Unfortunately the anonymous villain of our piece was set to destroy this idyll. Creeping along the beach before dawn he snuck up on the slumbering cyclist and snatched the barbag containing his whole world and which he had kept close to ward of just this sort of eventuality
Cruel fate allowed our hero to wake and notice the rogue take flight but did not grant him feet fleet enough to catch him.
Hence the increasingly desperate cries of our pant wearing pursuer as the sandy footprints he was chasing became less and less distinct. The righteous fury that had propelled him 3k down the beach evaporated as the sickening reality of what he had lost began to hit him in the pit of his stomach.
Right enough of this 3rd person nonsense. I think the lack of photos to break up this blog is starting to do funny things to my writing style. (such as it is.)
I was gutted, knackered and still a bit bleary eyed when I realised that one of the keys to my bikes lock was in the barbag. Moreover, what if the whole thing had been a distraction so his mates could go after the real prize - my bike?
3k back at a rather less impressive, but still tiring, pace and that fear at least was proved unfounded I also recovered the thief's shoe which had come off during his flight.
I proceeded to pack up what was left of my belongings, talked with a couple sleeping further down the beach who hearing my shouts realised they too had been robbed, and checked bins to see if any of my stuff had been dumped.
As I did so I kept realising things which had been in the bag and were now gone forever.
Wallet with 200 euro newly withdrawn the day before
Phone with irreplaceable photographs of the cycle from Zurich, my contact numbers and downloaded apps/maps etc.
Suffice the say the air around me turned blue repeatedly as each item lost was newly remembered. Under a dark cloud I slowly cycled back to Viareggio to find the polizia.
After being sent from one police station to another I finally found someone who would take my statement. Nodding sympathetically and giving me my police number he seemed less than impressed by my "evidencio," suggesting I put the manky plimsoll in the bin. My plan that we go back to the beach that night and do a sting operation was met equally unenthusiastically. He seemed rather more concerned by whether the guy had been black and when I explained it was dark he nodded in ascent as if to say exactly. Sigh.
Ipod (with all the music I had added since university the Itunes it had been synced to lost in the mist of time.)
Realising that the police were unlikely to mount a daring retrieval operation I initial planned to contact home and have some money wired to me. After blagging the use of a computer I fired off an email home but that plan slowly disintegrated as I couldn't get back online.
The notebook I had been writing in since I'd set off from Hadrian's wall.

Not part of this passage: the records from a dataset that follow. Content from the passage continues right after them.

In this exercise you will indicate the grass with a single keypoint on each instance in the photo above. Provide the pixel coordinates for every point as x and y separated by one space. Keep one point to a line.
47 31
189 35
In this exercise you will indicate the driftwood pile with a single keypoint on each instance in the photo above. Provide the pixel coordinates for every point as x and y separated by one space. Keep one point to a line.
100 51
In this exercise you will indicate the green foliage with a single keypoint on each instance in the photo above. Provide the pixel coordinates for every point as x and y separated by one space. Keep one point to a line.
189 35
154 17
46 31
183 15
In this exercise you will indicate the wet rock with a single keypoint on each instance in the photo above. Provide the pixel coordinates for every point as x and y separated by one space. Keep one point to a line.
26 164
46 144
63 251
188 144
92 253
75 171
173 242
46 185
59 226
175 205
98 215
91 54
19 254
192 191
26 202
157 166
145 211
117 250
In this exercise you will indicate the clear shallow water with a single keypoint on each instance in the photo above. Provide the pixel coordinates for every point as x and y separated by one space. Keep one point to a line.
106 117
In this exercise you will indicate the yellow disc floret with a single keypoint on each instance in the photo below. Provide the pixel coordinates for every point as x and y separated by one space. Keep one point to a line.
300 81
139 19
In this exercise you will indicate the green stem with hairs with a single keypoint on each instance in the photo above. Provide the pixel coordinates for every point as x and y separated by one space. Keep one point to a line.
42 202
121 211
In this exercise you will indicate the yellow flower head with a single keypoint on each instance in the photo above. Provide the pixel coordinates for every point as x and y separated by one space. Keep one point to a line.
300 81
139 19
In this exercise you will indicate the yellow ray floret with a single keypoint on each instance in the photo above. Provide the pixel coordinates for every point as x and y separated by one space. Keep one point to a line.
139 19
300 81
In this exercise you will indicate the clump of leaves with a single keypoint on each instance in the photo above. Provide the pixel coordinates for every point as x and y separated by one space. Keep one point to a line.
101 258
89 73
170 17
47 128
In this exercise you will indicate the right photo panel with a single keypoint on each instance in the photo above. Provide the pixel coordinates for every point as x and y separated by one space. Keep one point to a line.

I had 10 euros in my pocket....
Cigarettes, rolling tobacco and lighter Goddammit I need a F$Đ&/%( cigarette!
...I immediately invested 6 euros in some tobbacco and skins.
I had 4 euros in my pocket. I also still had the bike, my clothes and camping equipment and some small amount of food principally cous-cous.
I had been heading south to Allerona near Orvieto to meet family so I resolved to continue doing just that.
Going fast I figured I could be there in three to four days and had just enough food to last me uncomfortably for the trip. It sure beat sitting around in Viareggio, baking in the heat and and hoping the police would come through. (ha!)
Kindle, with all the books for my trip. I don't even remember the page I was on!
Time to get out of dodge.
Maps and compass
Realising my navigationally disadvantaged position I borrowed a scrap of paper and scrawled down the name of towns and villages along the way from a map of Italy on the side of the closed tourist information booth. I'd just follow the damn signs to Allerona!
Glasses and prescription sunglasses
Fine I'll squint at the damn signs to Allerona.
Fine, I'll squint and burn. Damn you thief, damn you Viarreggio, damn you world. Onwards!
All roads lead to Rome right? And Allerona's near to Rome?